The most important determinant of image quality is the technical skill of the investigator; still, much can be improved if you choose the right settings. Modern scanners provide many features and ways to optimize the image. Some are really important while others are of minor relevance. Actually, we only use a handful of the buttons ourselves. Still, you have to know which knobs are important and how they affect image quality. So as a general rule: take your time to learn your scanner and stay in contact with the application specialists! Not only will this improve your imaging skills but it will also speed up the examination.

 

So lets start with a few fundamental rules: 

  • Optimize you gain settings: It might seem appealing to turn down the gain so that the cavities of the heart look completely black. But consider that you lose important low intensity signals by doing so! Try to stay somewhere in the middle-range.
  • Choose the right depth: so you can image the structures you are actually interested in.
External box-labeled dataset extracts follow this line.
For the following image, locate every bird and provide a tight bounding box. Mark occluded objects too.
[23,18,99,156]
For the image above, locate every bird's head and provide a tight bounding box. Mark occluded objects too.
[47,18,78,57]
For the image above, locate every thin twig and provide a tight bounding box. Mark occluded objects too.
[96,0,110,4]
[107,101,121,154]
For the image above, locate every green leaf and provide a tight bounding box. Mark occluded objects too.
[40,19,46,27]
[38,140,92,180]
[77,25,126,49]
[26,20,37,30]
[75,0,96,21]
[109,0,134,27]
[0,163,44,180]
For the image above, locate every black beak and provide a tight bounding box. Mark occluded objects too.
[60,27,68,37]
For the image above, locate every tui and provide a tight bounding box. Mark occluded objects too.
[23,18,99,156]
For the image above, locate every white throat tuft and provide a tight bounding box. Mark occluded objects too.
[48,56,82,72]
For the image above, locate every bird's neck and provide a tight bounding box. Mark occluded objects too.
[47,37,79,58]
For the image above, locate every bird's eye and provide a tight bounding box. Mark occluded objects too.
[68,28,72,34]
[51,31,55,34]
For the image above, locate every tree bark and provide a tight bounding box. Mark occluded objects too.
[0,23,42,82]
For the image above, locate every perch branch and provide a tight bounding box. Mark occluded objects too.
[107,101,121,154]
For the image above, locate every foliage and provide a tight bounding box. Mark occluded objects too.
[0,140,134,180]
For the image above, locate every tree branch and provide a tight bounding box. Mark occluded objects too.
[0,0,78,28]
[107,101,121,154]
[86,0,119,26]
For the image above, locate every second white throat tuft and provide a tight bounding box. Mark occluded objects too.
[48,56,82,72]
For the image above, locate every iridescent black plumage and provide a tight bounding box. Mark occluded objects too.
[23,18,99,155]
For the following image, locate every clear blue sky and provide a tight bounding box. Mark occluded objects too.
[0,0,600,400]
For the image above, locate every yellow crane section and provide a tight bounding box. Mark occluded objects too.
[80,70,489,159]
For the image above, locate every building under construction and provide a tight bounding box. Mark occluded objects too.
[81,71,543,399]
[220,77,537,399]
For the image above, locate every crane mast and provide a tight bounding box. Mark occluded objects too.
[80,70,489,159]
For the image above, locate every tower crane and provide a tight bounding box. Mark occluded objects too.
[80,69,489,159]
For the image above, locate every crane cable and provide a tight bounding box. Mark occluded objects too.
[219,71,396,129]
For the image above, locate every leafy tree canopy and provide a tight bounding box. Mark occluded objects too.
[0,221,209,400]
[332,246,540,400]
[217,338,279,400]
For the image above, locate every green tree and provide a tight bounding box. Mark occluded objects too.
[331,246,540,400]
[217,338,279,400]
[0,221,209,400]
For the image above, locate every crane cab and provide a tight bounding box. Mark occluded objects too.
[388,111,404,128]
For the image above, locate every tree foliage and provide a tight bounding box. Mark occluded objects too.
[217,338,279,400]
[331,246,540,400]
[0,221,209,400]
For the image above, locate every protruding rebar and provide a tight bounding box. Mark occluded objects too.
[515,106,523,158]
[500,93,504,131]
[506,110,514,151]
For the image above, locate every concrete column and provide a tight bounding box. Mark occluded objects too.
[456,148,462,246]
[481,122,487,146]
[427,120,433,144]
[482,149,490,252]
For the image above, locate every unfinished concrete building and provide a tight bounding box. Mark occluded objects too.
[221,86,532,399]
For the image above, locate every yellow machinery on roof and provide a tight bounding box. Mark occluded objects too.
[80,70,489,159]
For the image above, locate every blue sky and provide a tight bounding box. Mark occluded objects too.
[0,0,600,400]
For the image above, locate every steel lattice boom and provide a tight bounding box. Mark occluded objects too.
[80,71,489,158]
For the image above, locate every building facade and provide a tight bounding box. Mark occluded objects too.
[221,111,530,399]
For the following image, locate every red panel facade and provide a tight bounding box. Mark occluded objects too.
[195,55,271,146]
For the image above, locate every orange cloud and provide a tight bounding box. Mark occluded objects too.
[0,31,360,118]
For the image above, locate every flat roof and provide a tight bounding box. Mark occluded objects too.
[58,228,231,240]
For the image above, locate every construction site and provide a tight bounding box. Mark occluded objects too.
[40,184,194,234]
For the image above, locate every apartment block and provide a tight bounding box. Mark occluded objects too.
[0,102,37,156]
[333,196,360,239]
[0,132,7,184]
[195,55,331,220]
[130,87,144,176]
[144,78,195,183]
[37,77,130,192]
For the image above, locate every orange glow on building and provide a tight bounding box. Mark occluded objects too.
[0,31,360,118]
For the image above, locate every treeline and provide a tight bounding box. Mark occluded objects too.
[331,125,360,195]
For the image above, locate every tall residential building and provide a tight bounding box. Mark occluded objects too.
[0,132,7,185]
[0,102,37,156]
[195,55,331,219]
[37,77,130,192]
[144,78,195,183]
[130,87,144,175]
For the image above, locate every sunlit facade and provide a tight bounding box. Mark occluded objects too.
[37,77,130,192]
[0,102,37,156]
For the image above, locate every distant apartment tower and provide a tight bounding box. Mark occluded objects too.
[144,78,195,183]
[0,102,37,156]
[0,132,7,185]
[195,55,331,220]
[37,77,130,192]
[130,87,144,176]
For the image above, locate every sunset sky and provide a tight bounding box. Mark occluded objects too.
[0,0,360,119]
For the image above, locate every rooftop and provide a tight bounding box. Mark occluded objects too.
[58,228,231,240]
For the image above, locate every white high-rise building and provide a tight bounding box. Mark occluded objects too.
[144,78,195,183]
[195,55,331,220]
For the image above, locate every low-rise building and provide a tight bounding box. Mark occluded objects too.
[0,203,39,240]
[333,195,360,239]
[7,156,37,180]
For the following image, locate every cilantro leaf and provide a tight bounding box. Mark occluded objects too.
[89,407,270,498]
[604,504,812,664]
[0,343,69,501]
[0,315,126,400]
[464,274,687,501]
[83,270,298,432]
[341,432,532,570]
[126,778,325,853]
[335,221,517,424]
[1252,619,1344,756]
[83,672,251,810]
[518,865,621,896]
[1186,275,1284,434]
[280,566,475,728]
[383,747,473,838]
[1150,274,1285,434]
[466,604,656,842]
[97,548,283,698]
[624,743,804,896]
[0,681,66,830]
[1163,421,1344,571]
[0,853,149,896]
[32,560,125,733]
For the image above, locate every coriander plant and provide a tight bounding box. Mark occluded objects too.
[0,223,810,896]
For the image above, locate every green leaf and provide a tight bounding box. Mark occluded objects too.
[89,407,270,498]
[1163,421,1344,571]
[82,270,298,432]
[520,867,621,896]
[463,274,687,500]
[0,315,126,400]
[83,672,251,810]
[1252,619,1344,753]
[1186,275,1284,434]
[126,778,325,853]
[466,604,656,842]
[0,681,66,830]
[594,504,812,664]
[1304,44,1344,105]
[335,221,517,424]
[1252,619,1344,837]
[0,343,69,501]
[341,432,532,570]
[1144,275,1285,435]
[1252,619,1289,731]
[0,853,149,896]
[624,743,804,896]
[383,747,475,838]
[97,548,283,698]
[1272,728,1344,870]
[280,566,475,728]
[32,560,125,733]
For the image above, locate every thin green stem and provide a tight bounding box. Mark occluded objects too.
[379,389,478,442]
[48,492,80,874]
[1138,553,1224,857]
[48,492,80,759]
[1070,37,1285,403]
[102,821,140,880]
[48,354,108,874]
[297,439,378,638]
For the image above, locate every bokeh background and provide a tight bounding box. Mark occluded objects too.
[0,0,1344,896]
If you increase depth, your frame rate and resolution will go down.
  • Keep the sector width as small as possible: as with depth, increasing sector width will compromise frame rate and resolution. Decide what you want to image and adjust your sector accordingly.
  • Keep the color region of interest as small as possible: Why? Well, simply because decreasing the region of interest will considerably improve your color’s resolution and frame rate.
  • Choose the right imaging frequency: most transducers allow several image frequencies to be used. Use high frequencies for slim patients and lower frequencies for patients who are obese! Remember penetration and resolution are functions of imaging frequency!
  • Reduce the 2D gain if you use color Doppler: this enhances the color display!
  • Fiddle with the Pulse Repetition Frequency (PRF): The PRF defines the aliasing velocity (limit) of the color display. If you reduce the PRF, you will be more sensitive for low velocity flow (e.g., systemic venous flow. pulmonic venous flow, ASD jets). But, stick with the original PRF setting if you assess high velocity jets (e.g., regurgitation jets). The size of a jet depends on the PRF setting. If the PRF is low, jets look larger than if the PRF is high!  So the PRF setting greatly influences the visual quantification of jets.
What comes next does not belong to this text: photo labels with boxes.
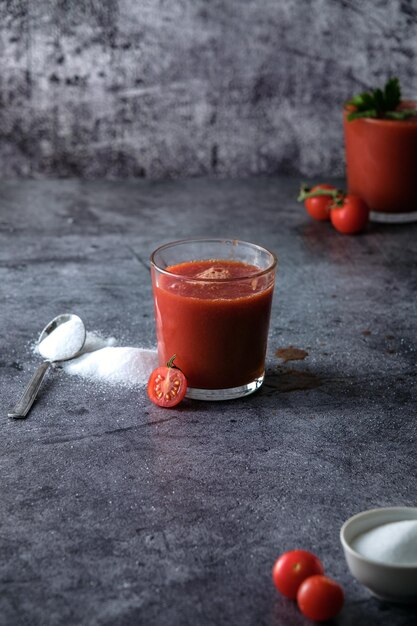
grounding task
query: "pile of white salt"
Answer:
[37,324,158,387]
[352,520,417,565]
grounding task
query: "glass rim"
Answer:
[150,237,278,283]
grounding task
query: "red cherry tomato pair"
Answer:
[148,354,187,408]
[272,550,344,622]
[298,184,369,235]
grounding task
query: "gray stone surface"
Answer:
[0,179,417,626]
[0,0,417,178]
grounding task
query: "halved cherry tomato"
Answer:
[297,575,344,622]
[304,184,336,222]
[330,193,369,235]
[148,354,187,407]
[272,550,324,600]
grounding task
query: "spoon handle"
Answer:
[8,361,51,419]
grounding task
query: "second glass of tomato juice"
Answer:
[151,239,277,400]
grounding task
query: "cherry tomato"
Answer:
[330,193,369,235]
[272,550,324,600]
[148,355,187,407]
[304,184,336,222]
[297,575,344,622]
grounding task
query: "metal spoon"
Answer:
[8,313,86,419]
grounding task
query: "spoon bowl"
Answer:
[38,313,86,363]
[8,313,87,419]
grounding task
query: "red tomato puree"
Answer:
[154,260,274,389]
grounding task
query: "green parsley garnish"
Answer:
[346,78,417,121]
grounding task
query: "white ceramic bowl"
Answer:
[340,506,417,603]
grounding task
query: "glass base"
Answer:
[185,375,264,402]
[369,211,417,224]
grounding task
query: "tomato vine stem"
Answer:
[297,185,345,207]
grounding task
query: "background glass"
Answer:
[151,239,277,400]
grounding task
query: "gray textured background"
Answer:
[0,0,417,178]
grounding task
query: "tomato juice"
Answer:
[152,253,275,390]
[344,103,417,221]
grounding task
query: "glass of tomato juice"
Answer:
[151,239,277,400]
[343,101,417,222]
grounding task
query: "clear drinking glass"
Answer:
[151,239,277,400]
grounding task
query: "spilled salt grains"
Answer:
[64,346,157,387]
[352,519,417,565]
[36,329,158,387]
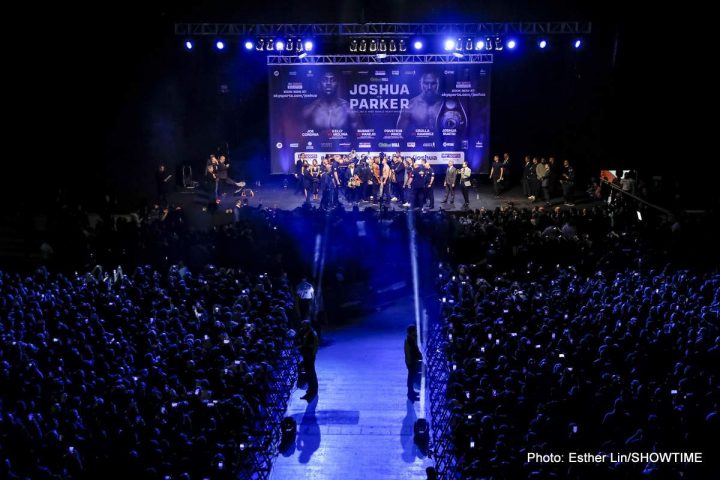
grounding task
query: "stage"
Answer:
[168,178,597,229]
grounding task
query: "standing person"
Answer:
[295,278,315,320]
[155,164,172,208]
[390,154,405,204]
[560,160,575,207]
[440,160,458,203]
[300,320,319,402]
[521,155,535,201]
[460,160,472,208]
[528,157,540,202]
[490,155,505,197]
[405,325,422,402]
[411,160,427,208]
[320,163,337,210]
[425,158,435,210]
[536,158,552,207]
[295,153,305,195]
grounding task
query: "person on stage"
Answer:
[404,325,422,402]
[441,160,458,203]
[460,160,472,209]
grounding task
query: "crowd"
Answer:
[437,193,720,479]
[441,266,720,479]
[0,265,296,479]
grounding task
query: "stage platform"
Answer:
[169,180,594,228]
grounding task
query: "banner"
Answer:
[269,63,490,173]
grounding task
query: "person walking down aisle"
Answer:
[405,325,422,402]
[300,320,319,402]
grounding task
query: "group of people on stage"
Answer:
[490,153,575,207]
[295,150,472,209]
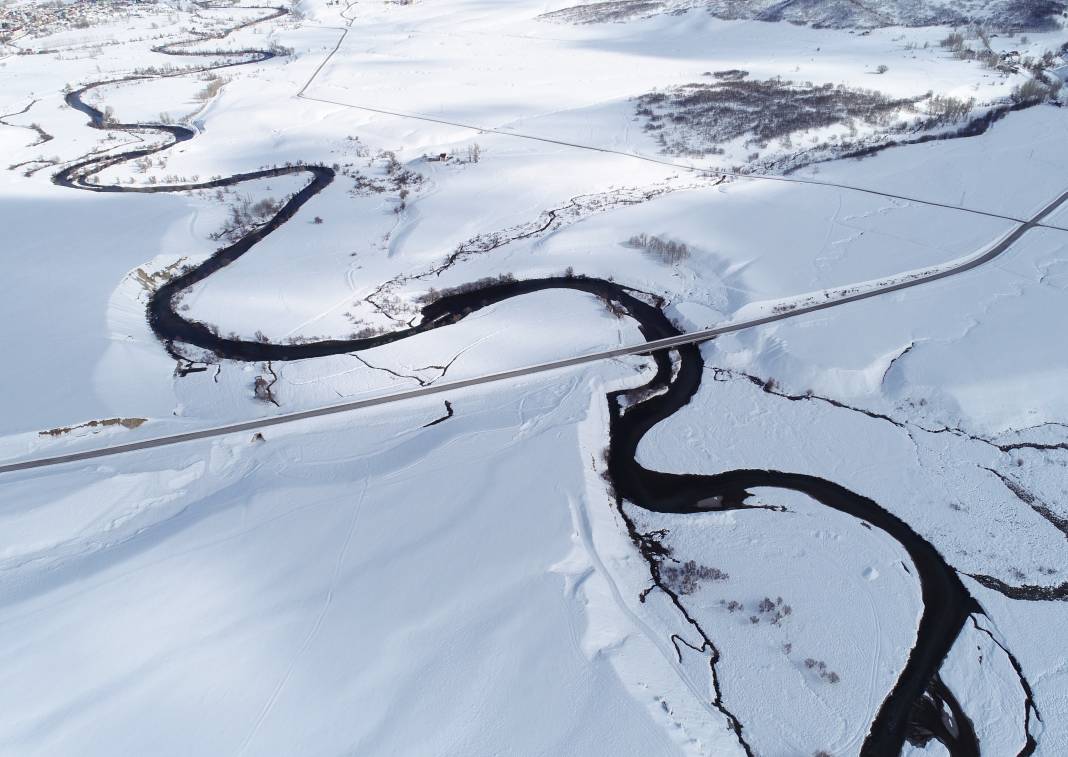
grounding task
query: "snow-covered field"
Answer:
[0,0,1068,757]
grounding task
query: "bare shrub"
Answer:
[660,559,733,593]
[624,233,690,264]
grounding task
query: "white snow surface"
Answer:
[0,0,1068,757]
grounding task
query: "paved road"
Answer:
[0,182,1068,473]
[296,8,1068,231]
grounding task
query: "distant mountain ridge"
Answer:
[543,0,1068,31]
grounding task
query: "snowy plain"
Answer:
[0,0,1068,755]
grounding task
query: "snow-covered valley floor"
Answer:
[0,0,1068,757]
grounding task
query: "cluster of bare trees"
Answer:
[637,78,915,156]
[660,559,731,594]
[210,195,285,241]
[624,233,690,265]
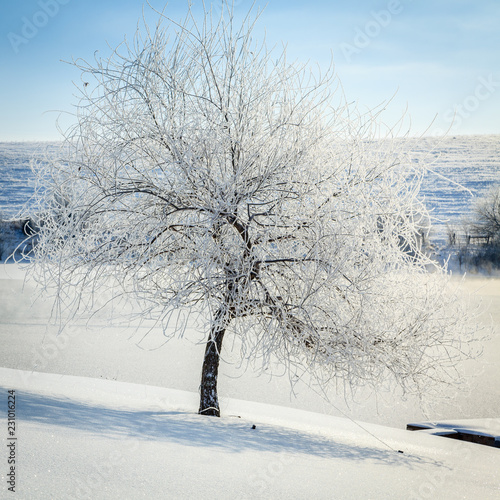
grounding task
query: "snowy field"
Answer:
[0,135,500,244]
[0,264,500,500]
[0,136,500,500]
As you see, many of the functions strongly relate to the physical principles of ultrasound. We strongly recommend to learn these basic principles. On our e-learning platform we dedicated a fairly large chapter to this issue. In the next post we will focus on how patient-breathing can be used to optimize your image.
 

Your

123sonography Team

 

 


Recommended articles:
Common Mistakes #2
7 golden rules of echocardiography
Echo Genius - Writing the Report (Part 1)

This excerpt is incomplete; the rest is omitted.